Benar bahwa Presiden Prabowo sendiri mengakui masih banyak persoalan manajemen—mulai dari pembangunan dapur, rantai pasok, hingga pelatihan manajer pelaksana. Namun, pengakuan itu saja tidak cukup. Publik menunggu tindakan nyata, bukan sekadar narasi perbaikan.

Apalagi, angka anggaran MBG memang sangat besar: Rp335 triliun di RAPBN 2026, dengan porsi terbesar—Rp223,6 triliun—masuk dalam kategori pendidikan. Kendati klaim 44,2% “penyedotan” sudah diluruskan menjadi 29,5%, tetap saja MBG menyedot porsi jumbo yang berpotensi mengorbankan program lain.

Yang lebih mengkhawatirkan, rendahnya serapan anggaran bisa jadi pintu masuk moral hazard. Anggaran yang mengendap terlalu lama rawan dimanipulasi, sementara birokrasi yang berbelit menciptakan ruang abu-abu bagi permainan angka.

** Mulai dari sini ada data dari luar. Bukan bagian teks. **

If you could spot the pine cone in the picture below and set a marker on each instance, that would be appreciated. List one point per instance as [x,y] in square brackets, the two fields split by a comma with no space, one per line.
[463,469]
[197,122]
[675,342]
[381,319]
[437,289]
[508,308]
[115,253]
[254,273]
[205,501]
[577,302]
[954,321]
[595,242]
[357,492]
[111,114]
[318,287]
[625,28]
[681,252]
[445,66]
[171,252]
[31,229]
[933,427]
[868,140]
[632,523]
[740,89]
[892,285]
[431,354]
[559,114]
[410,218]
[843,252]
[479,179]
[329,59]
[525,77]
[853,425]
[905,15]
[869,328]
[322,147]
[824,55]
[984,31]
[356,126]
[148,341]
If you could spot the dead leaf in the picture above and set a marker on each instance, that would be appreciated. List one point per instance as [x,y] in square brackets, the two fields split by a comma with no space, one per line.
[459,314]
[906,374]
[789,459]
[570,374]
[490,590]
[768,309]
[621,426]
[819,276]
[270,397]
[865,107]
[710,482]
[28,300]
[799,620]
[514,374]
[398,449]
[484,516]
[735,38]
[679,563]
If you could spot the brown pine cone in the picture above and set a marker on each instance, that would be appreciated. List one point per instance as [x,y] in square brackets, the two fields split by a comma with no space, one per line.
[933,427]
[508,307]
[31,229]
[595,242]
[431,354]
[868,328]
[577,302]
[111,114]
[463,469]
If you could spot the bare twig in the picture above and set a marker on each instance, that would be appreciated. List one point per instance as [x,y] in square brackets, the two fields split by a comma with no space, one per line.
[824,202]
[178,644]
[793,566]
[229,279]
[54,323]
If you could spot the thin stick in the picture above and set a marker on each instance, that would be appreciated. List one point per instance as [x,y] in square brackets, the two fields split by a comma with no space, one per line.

Menkeu Purbaya benar ketika menuntut transparansi dan monitoring lebih ketat. Ia bahkan meminta BGN rutin menggelar jumpa pers bulanan untuk menjelaskan serapan anggaran. Ini langkah awal yang tepat. Namun, tanpa keberanian untuk membongkar akar masalah struktural, program MBG akan terus berjalan terseok-seok.

Pada akhirnya, rakyat tidak menilai dari besarnya angka anggaran atau megahnya pidato politik. Yang mereka butuhkan sederhana: makanan bergizi benar-benar hadir di meja anak-anak sekolah, bukan sekadar di laporan keuangan pemerintah.